By his own account, Cole has been blessed with some extraordinary mentors in his life, without whom he’s sure he would not have succeeded — or even survived. “I’ve had so many evolved teachers over the years,” he observes. “[Enlightenment] is something I’ve pursued since I was very young. I wanted to know how to do it.”
It’s that “how” that’s the crux of his new workshop, entitled “Follow Your Dreams: The Bottom Line.” Despite the New Age dogma he has long embraced, Cole says his seminar is strictly tailored to common sense.
“It’s for people who want [more from life], but who don’t have three years to sit on a mountaintop and contemplate their navels,” he declares. “So many people are so unhappy with their life, with what they’re doing, and life is too short for that. The workshop is about going for your dreams. And it doesn’t have to be ‘airy fairy’; it doesn’t have to be about spirituality; it can be ‘I want to own my own car shop.’ It’s about going for your bliss, and [knowing] the money will follow. There are techniques you can actually use to create anything you want to out of life. And a lot of this stuff has been around forever, since the time of the Bible, but everyone makes it real hocus-pocus. It’s actually very simple.”
He hopes his fluid nature will attract a similarly variable crowd.
“I hope to get the type who wouldn’t normally go to this kind of event, someone who’ll say, ‘Look at that.
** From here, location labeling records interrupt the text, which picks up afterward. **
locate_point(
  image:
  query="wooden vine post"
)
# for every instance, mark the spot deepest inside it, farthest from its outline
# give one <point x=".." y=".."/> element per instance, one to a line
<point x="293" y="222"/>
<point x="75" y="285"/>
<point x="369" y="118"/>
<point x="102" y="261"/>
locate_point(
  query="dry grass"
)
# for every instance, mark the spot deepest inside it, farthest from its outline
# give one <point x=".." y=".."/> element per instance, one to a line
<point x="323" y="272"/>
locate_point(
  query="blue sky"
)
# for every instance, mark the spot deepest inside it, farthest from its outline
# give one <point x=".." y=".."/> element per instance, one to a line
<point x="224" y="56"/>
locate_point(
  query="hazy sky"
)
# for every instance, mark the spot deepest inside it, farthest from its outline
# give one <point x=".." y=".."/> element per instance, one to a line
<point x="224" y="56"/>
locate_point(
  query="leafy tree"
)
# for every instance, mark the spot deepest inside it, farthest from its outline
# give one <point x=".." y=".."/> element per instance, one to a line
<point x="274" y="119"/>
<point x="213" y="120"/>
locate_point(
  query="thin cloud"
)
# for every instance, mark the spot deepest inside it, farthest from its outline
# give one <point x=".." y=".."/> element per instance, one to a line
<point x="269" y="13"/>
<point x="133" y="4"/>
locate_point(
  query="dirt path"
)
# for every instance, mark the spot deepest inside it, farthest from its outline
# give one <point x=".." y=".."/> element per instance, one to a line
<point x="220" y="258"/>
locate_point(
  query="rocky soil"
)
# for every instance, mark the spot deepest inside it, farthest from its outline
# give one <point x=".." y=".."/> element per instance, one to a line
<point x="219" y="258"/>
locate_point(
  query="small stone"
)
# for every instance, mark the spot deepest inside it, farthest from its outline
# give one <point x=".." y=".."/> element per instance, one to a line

This guy’s played with Waylon Jennings. He’s kind of a cowboy.’ And, of course, I’m going to get the Deepak Chopra followers, because that’s the crowd I’ve always been in. I think I’ll get an unusual mixture.”
Like his writing, Cole’s music comes in a startling gamut of styles. On the three CDs he has released to coincide with his book, you’ll find everything from transcendent New Age sounds to country tunes to the folksy foot-tappers that have garnered comparisons to Woody Guthrie. And though Cole sees book and music as intimate companions, he’s quick to explain that they’re not inseparable.
“Some people don’t read and listen well at the same time,” he says generously. “I made a point that [the two media] would stand alone.”
As a young man living in the Great Smoky Mountains, Cole received a one-of-a-kind gift — a dulsitar (a hybrid of a sitar and a mountain dulcimer) — that has weathered its owner’s tribulations intact and remains with him to this day. For this listener, Cole’s most interesting music is what emerges from the clear, simple beauty of this complex instrument. Likewise, the book’s most affecting passage is Cole’s similarly clear and simple account of his reunion with his long-estranged father — a lovely, sparely written patch of prose.
After his father confesses his deepest wish — to be buried in Arlington National Cemetery — the younger Cole recounts: “I couldn’t believe what I was hearing. The man I used to hate was entrusting me with an honor that would have been inconceivable even a few short years before. You just don’t get there from where we’d been.”
Whatever parts of Cole’s art you may or may not warm to, stagnation is one note that has never entered this man’s repertoire: Cole’s next book will be a coast-to-coast account of the people he has met on the most recent leg of his incredible life’s journey. On learning that the owner of a local RV park was a retired prima ballerina, the author was as thrilled as a child at the circus for the first time.
“I’ve always wanted to interview a prima ballerina,” he reports excitedly, adding, “That’s what I really love: when people tell me their stories.”